Population viability is further affected by biotic pressures, such as disease and predation. A fungal "blackening disease" has been documented killing entire colonies of orchids, including P. ciliaris in some regions. This disease, often called "black rot," is characterized by the appearance of water-soaked dark spots on leaves and roots that often turn into lesions. Additionally, herbivory from deer, rabbits, and rodents can remove flowering stalks or buds, directly reducing reproductive fitness and sometimes fully killing the plant. Given the species' inability to regrow damaged tissue until the following growing season, these disturbances are especially detrimental.

Platanthera ciliaris is self-compatible but not autogamous, meaning it relies entirely on pollinators for reproduction and population persistence. Declining populations have been observed in areas where the primary pollinator is Papilio palamedes. This decline can be attributed to laurel wilt disease, known to kill the larval host trees of Papilio palamedes. As these primary pollinators die out, the secondary pollinators offer little to no compensation, meaning P. ciliaris populations will subsequently begin to disappear in these areas.

Genetic threats also factor into conservation planning. Weak reproductive barriers between P. ciliaris and P. blephariglottis allow hybridization to occur readily, producing offspring that may exhibit maladaptive traits or dilute parental genotypes.

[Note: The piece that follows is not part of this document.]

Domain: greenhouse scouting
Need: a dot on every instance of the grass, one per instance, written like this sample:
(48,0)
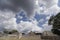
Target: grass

Effective conservation will rely on the maintenance of current populations rather than the restoration of previous populations. Habitat loss has become so extensive that the capacity for reintroduction is quite limited. The recommended conservation action, as cited by the New York Natural Heritage Program, are "site/area protection," "resource & habitat protection," "site/area management," "invasive/problematic species control," and "habitat & natural process restoration."

== Uses ==
The modern uses of Platanthera ciliaris remain relatively unknown, however, historically Native American tribes, notably the Cherokee and Seminole tribes, have used the species in a variety of ways. Medicinally, the roots of the plant were used as an anti-diarrhetic, to relieve headaches, and even to treat snake bites. Additionally, fishermen would use bits of the roots as bait, as it was believed to "make the fish bite better."